Sunday, January 22, 2012

Who will win?

Monday morning is a big one in the children's book world. It's when all the major U.S. awards for young people's literature – including the Newbery and the Caldecott – will be announced at the American Library Association's Midwinter Meeting.

Tonight might be a restless one for authors and illustrators. A number of them will be receiving a pre-dawn phone call with the news that their book has won an award. Unlike other awards we're familiar with, there are no lists of nominees. The committees for each award consider every book in that category published in the past year.

The ALA meeting is in Dallas this year and the award announcements begin at 7:30 a.m. Central Time. That's 5:30 my time. The ALA website runs a live feed and normally I'd be at my computer watching it. Last year I posted pretty quick updates as awards were announced. But this year, believe it or not, I have something else I have to do at that time.  I'll try to get the word out as soon as I can, though. If you're crazy like me you can go here and watch it yourself. I'll warn you, though, the librarians won't be wearing couture.

Each year there's a great deal of speculation over who will win the Newbery Medal, for distinguished contribution to children's literature, and the Caldecott Medal, for the artist of the most distinguished American picture book for children.
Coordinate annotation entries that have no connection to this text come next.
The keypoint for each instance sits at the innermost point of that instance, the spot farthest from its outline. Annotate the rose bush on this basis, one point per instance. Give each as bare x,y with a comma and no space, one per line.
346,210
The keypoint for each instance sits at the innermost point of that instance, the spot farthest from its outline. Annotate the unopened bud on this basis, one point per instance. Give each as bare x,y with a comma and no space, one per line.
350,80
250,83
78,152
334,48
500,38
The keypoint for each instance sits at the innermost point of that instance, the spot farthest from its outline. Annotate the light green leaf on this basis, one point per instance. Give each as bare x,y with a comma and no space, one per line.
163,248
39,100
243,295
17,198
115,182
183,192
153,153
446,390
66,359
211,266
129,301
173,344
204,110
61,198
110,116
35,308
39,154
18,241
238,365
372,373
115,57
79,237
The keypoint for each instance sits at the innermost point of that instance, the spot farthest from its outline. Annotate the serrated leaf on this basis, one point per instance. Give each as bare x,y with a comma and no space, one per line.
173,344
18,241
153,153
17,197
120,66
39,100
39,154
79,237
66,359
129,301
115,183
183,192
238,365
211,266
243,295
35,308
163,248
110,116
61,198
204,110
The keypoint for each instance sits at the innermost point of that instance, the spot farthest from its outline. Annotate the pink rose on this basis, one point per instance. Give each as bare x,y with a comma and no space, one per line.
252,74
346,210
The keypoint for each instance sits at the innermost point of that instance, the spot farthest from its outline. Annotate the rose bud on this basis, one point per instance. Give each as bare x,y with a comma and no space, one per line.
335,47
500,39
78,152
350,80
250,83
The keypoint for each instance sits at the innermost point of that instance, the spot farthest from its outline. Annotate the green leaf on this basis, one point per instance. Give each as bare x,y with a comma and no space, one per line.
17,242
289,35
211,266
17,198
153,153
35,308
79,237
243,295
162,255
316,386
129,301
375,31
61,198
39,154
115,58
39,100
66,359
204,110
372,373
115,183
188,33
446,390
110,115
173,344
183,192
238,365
There are mock Newbery and Caldecott votes by adults and children and everyone has fun making predictions.

Then the committees make their decisions (already made by now) and often the winners are a  complete surprise.

Once in a while, not so much. Jerry Pinkney's Caldecott in 2010 for The Lion and the Mouse surprised no one. But last year when Clare Vanderpool won the Newbery Medal for Moon Over Manifest, it took weeks for libraries that didn't have the book to get it because her publisher was taken off guard and had to print more copies.

This year the book I've seen mentioned most often as likely for the Newbery Medal is Okay for Now, by Gary D. Schmidt. I read it a couple of weeks ago and it is indeed a special book.

Life is tough for Doug Swieteck, a minor character in Schmidt's Newbery honor book The Wednesday Wars. It's the summer of 1968 and his family has moved to tiny Marysville, N.Y. Doug calls it "the dump" and makes up his mind to be miserable. We soon learn he might have good reason for the lousy attitude. One big brother is in Vietnam, the other bullies him and his dad's a drunk. But as Doug begins to grow on us, the town begins to grow on him. He discovers Audubon prints in the library and a librarian who helps copy the prints and realize a talent as an artist. He meets a cool girl whose dad gives him a Saturday job. And once school starts, he finds teachers who offer him some desperately needed academic help.

The plot is lively, featuring humor and heartbreak, baseball and the first moonwalk. The characters, both major and minor are terrific. Doug is a winning protagonist. But even the people you hate at first get under your skin by the end.

We'll know by tomorrow if Gary Schmidt has won a Newbery Medal or another Newbery Honor.